The internet has completely changed the way our society runs. These days most jobs require you to access the internet in order to apply, and the internet is a must for school and university work. The general necessity for an internet connection has been exacerbated by the Covid-19 pandemic. My school has since opted out of using planners and contact books, and instead turned to using Show My Homework to notify us of homework and events. The pandemic also led to society's rapid uptake of platforms such as Zoom and Google Meet to conduct activities that would have been in real-life were it not for Covid.

There are plenty of great things that the internet has given us. For the first time ever, people from opposite sides of the globe can talk to each other in a matter of seconds. The increase in connectivity worldwide allows us to interact with loved ones abroad, as well as to be more aware of the news in other countries. The internet can also be a vehicle for social change. In the 2019-2020 Hong Kong protests, participants used the encrypted messaging service, Telegram, to discuss protest logistics in large group chats. They also used the application AirDrop to disclose locations and logistics of protests.

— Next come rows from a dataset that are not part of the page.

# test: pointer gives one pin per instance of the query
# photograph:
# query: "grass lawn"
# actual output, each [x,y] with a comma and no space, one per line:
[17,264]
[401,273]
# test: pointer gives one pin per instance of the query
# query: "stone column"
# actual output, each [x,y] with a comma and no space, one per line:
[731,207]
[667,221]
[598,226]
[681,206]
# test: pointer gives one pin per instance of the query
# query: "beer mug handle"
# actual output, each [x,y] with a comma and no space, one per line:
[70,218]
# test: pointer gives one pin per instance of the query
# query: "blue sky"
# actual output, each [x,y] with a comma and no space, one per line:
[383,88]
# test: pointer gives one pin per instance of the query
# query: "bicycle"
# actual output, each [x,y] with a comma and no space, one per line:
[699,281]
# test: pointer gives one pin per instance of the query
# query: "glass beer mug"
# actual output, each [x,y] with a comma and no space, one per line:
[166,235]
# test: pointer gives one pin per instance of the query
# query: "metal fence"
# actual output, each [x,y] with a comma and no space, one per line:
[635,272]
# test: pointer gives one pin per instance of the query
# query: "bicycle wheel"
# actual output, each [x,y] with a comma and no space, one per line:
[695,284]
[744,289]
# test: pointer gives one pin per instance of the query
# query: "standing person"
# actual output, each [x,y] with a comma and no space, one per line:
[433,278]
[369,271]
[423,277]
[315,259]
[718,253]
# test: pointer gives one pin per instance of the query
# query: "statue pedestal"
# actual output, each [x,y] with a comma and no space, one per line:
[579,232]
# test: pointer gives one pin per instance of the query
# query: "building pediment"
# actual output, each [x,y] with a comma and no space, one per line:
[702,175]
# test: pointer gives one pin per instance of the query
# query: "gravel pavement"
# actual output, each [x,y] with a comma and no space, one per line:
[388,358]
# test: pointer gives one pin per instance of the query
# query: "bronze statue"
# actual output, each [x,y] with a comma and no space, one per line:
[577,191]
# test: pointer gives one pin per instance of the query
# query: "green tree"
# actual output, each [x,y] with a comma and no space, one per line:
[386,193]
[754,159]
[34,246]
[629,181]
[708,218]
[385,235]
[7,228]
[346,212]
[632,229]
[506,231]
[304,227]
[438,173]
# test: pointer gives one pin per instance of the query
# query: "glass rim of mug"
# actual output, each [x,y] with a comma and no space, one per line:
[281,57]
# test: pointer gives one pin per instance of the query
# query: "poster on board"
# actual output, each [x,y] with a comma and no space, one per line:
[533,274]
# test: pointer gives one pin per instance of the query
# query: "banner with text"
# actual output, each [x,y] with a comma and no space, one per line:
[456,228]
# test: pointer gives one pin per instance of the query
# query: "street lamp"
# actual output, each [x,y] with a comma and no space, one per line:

The internet has given ordinary people access to information that, in the past , may have been confined to university libraries and books. Sites such as Wikipedia have brought knowledge of countless subjects to the world in many different languages other than English, making it even more accessible. A possible drawback of Wikipedia is the fact that anyone can edit or change its articles. Obviously, measures have been put in place to combat the issue, but even then, particularly in more obscure topics which few people view, inaccurate or generally badly written articles are rampant. There are many more professional alternatives to Wikipedia in various languages, such as the English Encyclopaedia Britannica, which offers more curated articles to people, although with less breadth in specialised and obscure topics.

Downsides of the internet include its risk to the mental health of adolescents. Viewing harmful content on social media can lead to mental issues, and may in extreme cases lead to suicide (as shown in the recent suicide of Molly Russell). 94% of young people in the UK have a social media account, and 36% of young internet users in England had seen worrying content on the internet, which goes to show the widespread impact of the internet on the youth.

The flipside of this is the fact that the internet offers those who suffer from mental health issues and abuse people to talk to online. Organisations such as Childline and the NSPCC offer support to those who may not be able to get help in real life.

The internet has proved itself to be a medium for fake news and misinformation. One quarter of the YouTube videos regarding Covid-19 contained misleading information, and on Facebook nearly half of all posts regarding Covid-19 were misinformation. During the US election in 2020, 40% of posts regarded the election’s legitimacy, and by the end of the election only 22% of Trump’s supporters believed his rival, Biden’s, win was legitimate.

In conclusion, while the internet does offer services such as increased connectivity and awareness, it is also a hub for misinformation and can lead to a decrease in mental health.